Die Woche: Wie geht es uns, Herr Küppersbusch?
Die FDP bettelt nicht um Sterbehilfe, Röttgen droht zu künasten, und Kim Jong Un holt zur Weltbetrachtung aus.
taz: Herr Küppersbusch, was war schlecht letzte Woche?
Friedrich Küppersbusch: Diese hergelaufenen Politiker setzen über Nacht Neuwahlen an, ohne 6-Wochen-Empörungs-Vorlauf in FAZ, Spiegel und Bild. Die denken ja überhaupt nicht an die Arbeitsplätze in unserer Branche.
Was wird besser in dieser?
ist Journalist und Fernsehproduzent. Jede Woche wird er von der taz zum Zustand der Welt befragt.
Gauck werde uns, so der Spiegel-Titel, „die Leviten lesen“. Das ist der Stamm Israels, der für den Tempeldienst und die Einhaltung aller göttlichen Regeln zuständig war.
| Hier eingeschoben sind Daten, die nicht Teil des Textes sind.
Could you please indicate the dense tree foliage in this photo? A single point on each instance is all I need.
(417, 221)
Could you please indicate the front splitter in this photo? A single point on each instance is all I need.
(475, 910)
Das sind doch Humoristen da beim Spiegel.
So schnell kann es gehen: Plötzlich gibt es Neuwahlen in Nordrhein-Westfalen. Was ist denn da schiefgelaufen?
FDP und Linkspartei wollten unterwegs in den Haushaltslesungen ordentlich dicke Backen machen; am Ende aber doch nicht pfeifen. Dann ergab ein eiliges Gutachten: Sie wollten nicht so richtig um Sterbehilfe betteln, können sie aber gern haben. Grün sinkt, Rot steigt, und was die SPD von der Linkspartei zurückholt, geben die Grünen an die Piraten ab. Das ist ein gefühltes Nullsummenspiel mit einem großen Unbekannten: Röttgen. Wenn er durch den Wahlkampf nur mal eben durchkünastet, bleibt er ein unliebsamer Gouverneurskandidat. Mit der Nummer ist Blüm schon ein paarmal gescheitert in Düsseldorf. Röttgen fordert ein Energieministerium für NRW – und geht anschließend nach Berlin, wo er das immer noch nicht durchgesetzt hat. Merkel verliert den Energiewende-Minister oder gewinnt einen beschädigten. Auch das mag die Bundes-Rotgrünen bewogen haben, den Neuwahlen in NRW zuzustimmen.
Der gerade erst zurückgetretene Christian Lindner wird Spitzenkandidat der FDP in NRW. Wird der schwierige Wahlkampf seine Karriere gleich noch mal beenden?
Seit das Fiasko der Froschpartei offenkundig wurde, putzt sich Lindner – der es mit anrührte – die Zähne mit Dissi-Dent. Von 1995 bis 2000 war die FDP schon mal APO in Düsseldorf; Lindner hat sich bei der Gelegenheit den Landesvorsitz geholt und damit eine Chance auf die übernächste Wahl.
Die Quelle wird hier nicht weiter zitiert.